Hrishikesh Hirway on the Magic of Music and Food
Photo by Jake Michaels
Hrishikesh Hirway is a man who’s deeply interested in the parts of things and how they’re put together. The musician (The One AM Radio and MOORS) and designer explores how artists assemble music in the popular Radiotopia podcast that he hosts and produces. In each episode of Song Exploder some of your favorite songs are deconstructed, each part and decision explained by the musicians who created them. Hirway is driven to both create and to pull-apart creative works searching tool-marks left by those that created them — for the joints and seams that show how the pieces are put together. The 80-plus episodes of Song Exploder cover a wide swath of pop music, from The Postal Service to U2 and with occasional detours into music made for TV and film. The show presents unrivaled glimpses into the creative process, and as any creative professional knows, food is fuel for the creative mind. I wanted to know what food fueled Hirway’s busy days.

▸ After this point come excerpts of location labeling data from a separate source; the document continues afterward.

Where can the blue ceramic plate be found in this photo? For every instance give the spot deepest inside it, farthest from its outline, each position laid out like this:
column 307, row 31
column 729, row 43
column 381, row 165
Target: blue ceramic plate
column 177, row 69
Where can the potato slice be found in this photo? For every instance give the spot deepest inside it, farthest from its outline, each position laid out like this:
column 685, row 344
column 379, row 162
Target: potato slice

We met at Amara Kitchen — a small organic cafe in Highland Park — on a blistering August afternoon. Hirway — slender and long limbed with dark eyes and close a cropped beard — orders a plate of poached eggs greens, and purple potato pancakes. I ask him what I should order, and he says the cafe is one of his favorite spots and that I can’t go wrong with anything on the menu (I ordered the lentil salad). We find a table in the back corner of the room, and at first he seems reserved, uncomfortable being the subject of the interview instead of the one with the pad and the questions. “I thought it was a kind of a strange idea for a story,” he reveals, puzzled that I wanted to talk to him about restaurants. “But I like it too,” he adds. “I’m ready to talk about food.”

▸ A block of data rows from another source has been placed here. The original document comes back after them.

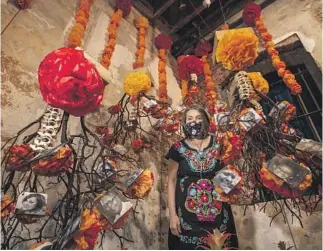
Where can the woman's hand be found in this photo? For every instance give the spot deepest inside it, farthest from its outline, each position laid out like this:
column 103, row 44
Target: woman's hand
column 174, row 225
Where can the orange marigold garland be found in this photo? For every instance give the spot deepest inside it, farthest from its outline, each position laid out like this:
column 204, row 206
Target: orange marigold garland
column 123, row 10
column 253, row 16
column 81, row 19
column 163, row 42
column 142, row 25
column 202, row 50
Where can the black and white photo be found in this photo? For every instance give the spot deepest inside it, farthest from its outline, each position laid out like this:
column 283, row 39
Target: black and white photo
column 288, row 170
column 31, row 204
column 133, row 177
column 226, row 179
column 250, row 119
column 221, row 118
column 113, row 205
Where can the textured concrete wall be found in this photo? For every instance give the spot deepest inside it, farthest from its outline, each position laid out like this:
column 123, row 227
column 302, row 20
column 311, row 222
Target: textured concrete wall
column 29, row 35
column 304, row 17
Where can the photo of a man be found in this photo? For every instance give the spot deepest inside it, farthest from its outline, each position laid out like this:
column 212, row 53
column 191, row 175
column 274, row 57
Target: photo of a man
column 288, row 170
column 226, row 179
column 250, row 119
column 31, row 204
column 113, row 205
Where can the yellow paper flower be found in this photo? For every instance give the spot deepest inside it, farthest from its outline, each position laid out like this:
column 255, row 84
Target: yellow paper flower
column 142, row 22
column 237, row 49
column 260, row 84
column 137, row 82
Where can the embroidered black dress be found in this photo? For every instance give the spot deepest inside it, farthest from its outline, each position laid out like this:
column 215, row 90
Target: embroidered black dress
column 195, row 196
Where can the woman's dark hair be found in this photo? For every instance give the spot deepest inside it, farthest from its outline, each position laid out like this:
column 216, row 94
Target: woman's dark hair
column 40, row 200
column 205, row 120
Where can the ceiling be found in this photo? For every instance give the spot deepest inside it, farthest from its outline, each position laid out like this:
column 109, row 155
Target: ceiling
column 188, row 21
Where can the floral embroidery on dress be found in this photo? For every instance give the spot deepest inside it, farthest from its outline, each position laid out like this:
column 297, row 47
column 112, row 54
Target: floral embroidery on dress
column 184, row 225
column 201, row 200
column 204, row 162
column 223, row 226
column 193, row 240
column 181, row 183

He often uses a food analogy to explain his podcast to people. “[The podcast is] like being able to taste all of the ingredients in a meal before you eat it,” he says. “Listening to a song is like just going to a restaurant and getting a dish, but there’s a deeper appreciation for what you’re consuming when you can take it apart.” If you like a certain dish your enjoyment of its flavors is elevated with you understand the ingredients and processes that went into its cooking. It’s the
driving idea behind the Song Exploder podcast; episodes feature a track-by track breakdown as the musicians reveal how they realized their ideas and why they made their creative choices.

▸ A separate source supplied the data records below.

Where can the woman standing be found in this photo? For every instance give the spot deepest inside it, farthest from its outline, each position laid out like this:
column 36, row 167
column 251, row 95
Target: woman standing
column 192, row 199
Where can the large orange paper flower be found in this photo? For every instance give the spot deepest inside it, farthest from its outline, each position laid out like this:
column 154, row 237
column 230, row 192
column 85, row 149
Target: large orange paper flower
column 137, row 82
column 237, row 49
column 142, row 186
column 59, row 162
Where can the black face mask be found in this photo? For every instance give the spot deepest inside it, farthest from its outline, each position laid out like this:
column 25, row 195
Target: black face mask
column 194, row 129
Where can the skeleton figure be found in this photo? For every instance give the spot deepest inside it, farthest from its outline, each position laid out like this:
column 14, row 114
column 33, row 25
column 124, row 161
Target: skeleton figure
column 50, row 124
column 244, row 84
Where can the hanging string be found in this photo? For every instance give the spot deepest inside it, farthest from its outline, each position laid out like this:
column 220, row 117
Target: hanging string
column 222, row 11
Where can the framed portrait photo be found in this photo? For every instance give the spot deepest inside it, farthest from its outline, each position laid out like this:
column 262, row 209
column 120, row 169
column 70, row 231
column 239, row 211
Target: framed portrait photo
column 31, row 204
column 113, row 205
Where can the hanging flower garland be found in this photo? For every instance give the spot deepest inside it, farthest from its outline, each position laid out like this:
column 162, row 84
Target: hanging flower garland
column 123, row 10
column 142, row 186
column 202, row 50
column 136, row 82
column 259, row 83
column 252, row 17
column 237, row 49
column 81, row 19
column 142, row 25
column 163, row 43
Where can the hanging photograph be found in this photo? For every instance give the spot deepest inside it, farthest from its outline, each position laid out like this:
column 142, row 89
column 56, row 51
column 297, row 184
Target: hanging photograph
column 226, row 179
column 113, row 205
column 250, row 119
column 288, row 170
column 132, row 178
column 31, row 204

Thinking about the individual components of whole — be it a song or a dish — may have been instilled into Hirway by his food scientist father, Sumesh Hirway. As a kid growing up in Massachusetts, normal conversations about food would be “derailed by science.” If you remarked about how spicy a jalapeño was, for example, the elder Hirway would explain the Scoville heat scale and the capsaicin-producing glands of a chile pepper. “He can’t help it, he’s always pointing out what ingredient or aspect or technique is responsible for what you’re experiencing,” Hirway says. There’s a clear line between Sumesh Hirway’s impulse to explain how flavors work and Hrishikesh’s explorations of song craft in Song Exploder.